Quand le traité de Maastricht a été concocté, je sortais de la rédaction de L'Invention de l'Europe et j'étais particulièrement attentif aux différences de structures familiales entre pays européens. Pour moi, l'Allemagne, avec sa tradition hiérarchique héritée de la famille souche, est aussi éloignée de la France, individualiste à cause de sa famille nucléaire égalitaire, qu'elle est proche du Japon, souche aussi. L'Italie centrale, elle, était communautaire. Des hommes qui s'imaginent pouvoir unifier un continent aussi éclaté anthropologiquement que l'Europe avec le seul instrument monétaire ne peuvent être que des ignorants. Si j'étais croyant, je dirais des impies, puisqu'ils attribuent à l'argent la capacité de créer un monde...

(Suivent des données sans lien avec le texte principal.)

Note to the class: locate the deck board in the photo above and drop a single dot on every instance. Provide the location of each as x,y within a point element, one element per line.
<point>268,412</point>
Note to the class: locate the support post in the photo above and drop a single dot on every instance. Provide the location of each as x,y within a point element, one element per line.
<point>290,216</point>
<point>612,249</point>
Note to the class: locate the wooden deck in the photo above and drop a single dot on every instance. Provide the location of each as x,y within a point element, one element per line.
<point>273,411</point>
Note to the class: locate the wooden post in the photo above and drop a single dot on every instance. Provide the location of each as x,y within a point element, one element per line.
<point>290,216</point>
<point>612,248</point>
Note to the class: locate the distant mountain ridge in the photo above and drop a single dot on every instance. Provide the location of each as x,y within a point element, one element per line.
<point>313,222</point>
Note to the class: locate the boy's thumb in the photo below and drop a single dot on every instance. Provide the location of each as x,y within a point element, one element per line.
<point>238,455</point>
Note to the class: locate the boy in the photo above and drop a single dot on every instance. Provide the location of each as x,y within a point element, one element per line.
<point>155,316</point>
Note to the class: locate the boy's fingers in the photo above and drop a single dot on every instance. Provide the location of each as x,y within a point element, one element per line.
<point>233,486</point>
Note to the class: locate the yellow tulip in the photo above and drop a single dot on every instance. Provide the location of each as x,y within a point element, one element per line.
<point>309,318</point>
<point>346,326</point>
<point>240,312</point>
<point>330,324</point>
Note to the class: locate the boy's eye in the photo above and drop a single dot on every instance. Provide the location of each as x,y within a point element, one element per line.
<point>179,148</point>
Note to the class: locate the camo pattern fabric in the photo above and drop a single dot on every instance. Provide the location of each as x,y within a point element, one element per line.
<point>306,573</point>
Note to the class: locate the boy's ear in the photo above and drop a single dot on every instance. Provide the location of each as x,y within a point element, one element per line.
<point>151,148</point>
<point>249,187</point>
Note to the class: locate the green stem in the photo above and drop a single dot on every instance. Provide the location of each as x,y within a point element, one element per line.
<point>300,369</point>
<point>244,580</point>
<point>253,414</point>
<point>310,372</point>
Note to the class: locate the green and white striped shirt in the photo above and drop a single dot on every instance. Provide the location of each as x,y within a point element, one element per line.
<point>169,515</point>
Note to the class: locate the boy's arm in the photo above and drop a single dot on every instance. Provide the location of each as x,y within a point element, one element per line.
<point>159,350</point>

Une union plus politique ne peut-elle pas permettre à l'Europe de dépasser ces différences de structures familiales ?
La seule chose qui pourrait fonctionner, ce serait la domination absolue d'un pays sur les autres. La droite française est d'ailleurs retombée dans son rêve de soumission à l'Allemagne... sans voir que l'Allemagne est un pays vieux, fatigué, avec une population qui diminue, incapable de mettre au pas tout le continent malgré son industrie efficace et sa comptabilité en ordre. Non, la seule façon de sauver l'euro reste pour moi le protectionnisme européen, mais la majorité de la classe politique n'en veut pas. Il ne reste donc plus qu'à s'asseoir dans son fauteuil et contempler le désastre à venir, en commençant par le spectacle pitoyable de dirigeants s'agitant sur la crise de la dette publique. Je suis choqué par la façon dont on parle de cette dette, en suggérant que l'Etat français a distribué trop d'argent à des gens démunis qui ne le méritaient pas. L'achat de titres publics était - jusqu'à maintenant - un moyen très sûr de mettre son argent à l'abri, et ce sont les plus riches qui, aujourd'hui, détiennent l'essentiel de la dette. On comprend qu'ils aient peur d'un « défaut »... mais moi, franchement, il ne m'inquiète pas : j'en rêve. Je suis simplement partisan d'une nationalisation des banques, qui mettrait à l'abri les petits épargnants.
Vous êtes issu d'une « lignée » solidement ancrée à gauche (votre grand-père était Paul Nizan). Quelles relations l'intellectuel engagé que vous êtes entretient-il avec sa « famille » politique ?
Aujourd'hui, les rapports entre intellectuels et politiques sont marqués par l'indifférence mutuelle : ces derniers ne s'intéressent guère aux idées, ils lisent très peu. Ils ne sont même pas « post-idéologiques », ils sont « post-livresques », préfèrent la télé aux livres et ont les yeux rivés sur les sondages. Cela ne m'empêchera pas d'aller voter aux primaires - pour Arnaud Montebourg, parce qu'il a une attitude lucide sur le libre-échange et sur nos rapports avec l'Allemagne. La droite est devenue très inquiétante, par son autoritarisme, sa volonté de contrôler l'information, d'instrumentaliser la question de l'identité nationale... Donc, pas de fantaisie - je vais voter socialiste.